Clay soils are often described as ‘heavy’ soils due to the sticky texture when digging and they are often liable to waterlogging. Consequently, the drainage and aeration are poor, taking a long time to warm up in spring, whilst drought conditions will cause the soil to form hard clods and crack into wide fissures, making it difficult to maintain.
However, a clay soil is highly fertile as it retains moisture and the nutrients required for plant growth due to a slight negative charge.
Improvements are chiefly carried out by deep digging, but timing is important as the clods formed when digging wet clay will dry out into hard lumps unless exposed to a winter frost. Late autumn or early winter are ideal for single or double digging. When double digging fork over the sub-soil and leave the top spit rough and unbroken, allowing largest area exposed to the weather action.

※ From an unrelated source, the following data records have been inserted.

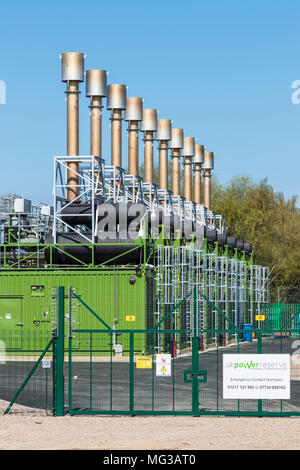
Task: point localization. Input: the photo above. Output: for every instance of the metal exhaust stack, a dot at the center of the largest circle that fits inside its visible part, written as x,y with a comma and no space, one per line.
116,102
176,144
163,135
198,160
96,89
188,153
133,114
72,72
148,126
207,166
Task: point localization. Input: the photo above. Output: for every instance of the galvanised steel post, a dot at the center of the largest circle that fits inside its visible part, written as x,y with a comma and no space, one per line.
259,350
195,350
58,357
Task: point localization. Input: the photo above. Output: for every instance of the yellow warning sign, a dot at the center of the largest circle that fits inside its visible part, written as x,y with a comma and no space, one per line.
260,317
144,362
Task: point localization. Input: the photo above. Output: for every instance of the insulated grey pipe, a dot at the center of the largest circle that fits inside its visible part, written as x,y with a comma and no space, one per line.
133,114
149,127
188,153
176,144
96,89
163,135
116,102
198,160
72,73
208,165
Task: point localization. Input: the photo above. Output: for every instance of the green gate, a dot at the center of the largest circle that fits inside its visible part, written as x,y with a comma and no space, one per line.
147,375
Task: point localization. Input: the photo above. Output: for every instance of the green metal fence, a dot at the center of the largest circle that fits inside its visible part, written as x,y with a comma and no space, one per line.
104,379
278,316
144,372
26,375
101,383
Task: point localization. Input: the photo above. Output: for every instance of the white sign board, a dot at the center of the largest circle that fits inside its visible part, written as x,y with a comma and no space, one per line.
46,363
256,376
163,365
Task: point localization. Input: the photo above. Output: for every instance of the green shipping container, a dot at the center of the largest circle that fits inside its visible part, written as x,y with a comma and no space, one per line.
124,299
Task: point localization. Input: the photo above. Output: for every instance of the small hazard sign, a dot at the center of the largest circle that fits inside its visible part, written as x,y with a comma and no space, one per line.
163,365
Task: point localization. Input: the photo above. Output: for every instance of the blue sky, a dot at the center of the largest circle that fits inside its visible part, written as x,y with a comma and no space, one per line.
222,70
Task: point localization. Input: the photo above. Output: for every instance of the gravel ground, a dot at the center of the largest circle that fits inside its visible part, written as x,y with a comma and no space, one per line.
40,432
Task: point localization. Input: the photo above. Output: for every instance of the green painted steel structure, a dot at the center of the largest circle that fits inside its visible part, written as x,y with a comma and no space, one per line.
123,297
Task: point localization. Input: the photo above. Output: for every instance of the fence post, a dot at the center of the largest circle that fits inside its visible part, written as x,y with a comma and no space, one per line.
259,350
58,357
195,352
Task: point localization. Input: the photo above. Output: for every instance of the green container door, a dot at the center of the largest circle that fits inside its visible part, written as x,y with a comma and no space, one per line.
11,322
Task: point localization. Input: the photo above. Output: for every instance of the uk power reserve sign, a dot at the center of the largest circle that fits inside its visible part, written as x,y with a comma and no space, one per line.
256,376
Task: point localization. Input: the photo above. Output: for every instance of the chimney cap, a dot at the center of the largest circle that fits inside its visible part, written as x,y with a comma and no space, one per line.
163,129
96,83
208,161
199,154
149,121
188,147
176,141
72,66
134,109
116,96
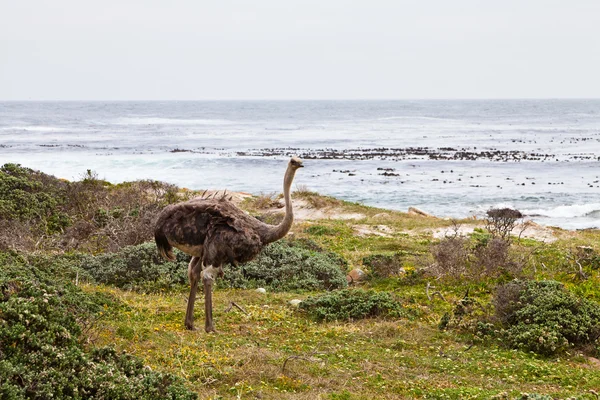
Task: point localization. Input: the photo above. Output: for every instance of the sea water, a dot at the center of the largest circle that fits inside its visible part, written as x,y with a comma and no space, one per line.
451,158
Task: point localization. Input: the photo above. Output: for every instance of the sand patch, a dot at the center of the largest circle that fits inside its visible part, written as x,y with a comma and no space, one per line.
375,230
527,229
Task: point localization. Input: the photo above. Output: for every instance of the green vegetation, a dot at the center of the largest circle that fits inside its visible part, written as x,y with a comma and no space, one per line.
42,324
348,305
546,318
484,316
290,266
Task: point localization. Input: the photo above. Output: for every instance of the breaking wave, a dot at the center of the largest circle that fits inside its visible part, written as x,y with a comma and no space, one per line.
573,211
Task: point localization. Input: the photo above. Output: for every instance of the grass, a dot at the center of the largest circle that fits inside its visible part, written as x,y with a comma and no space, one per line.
364,359
374,358
276,352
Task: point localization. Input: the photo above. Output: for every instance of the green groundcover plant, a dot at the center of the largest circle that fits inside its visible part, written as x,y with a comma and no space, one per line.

Lime can be added to the top 6 inches (150mm), causing a reaction called flocculation, which helps to break the soil down into a crumbly texture.
If liable to waterlogging, drainage can be improved by added Cornish grit or coarse horticultural sand to sub-soil when forking over.
High water tables can be lowered by creating open ditches allowing water to run away, but in extreme cases drainage pipes may be necessary.
The addition of well rotted manure, garden compost and lime (Clay soils are often acidic) will help lighten and make it more of a crumbly texture.
Avoid walking in the soil when wet, causing compaction and try to keep the soil surface covered with plants or mulching.
Vegetable growing can be aided by the use of small raised beds – 4ft x 4ft (1.2m x 1.2m) or 4/5ft (1.2/1.5m) wide and as long as you like – even where a high water table exists. Thus ensuring that the soil is not walked on but cropping is within arm’s reach.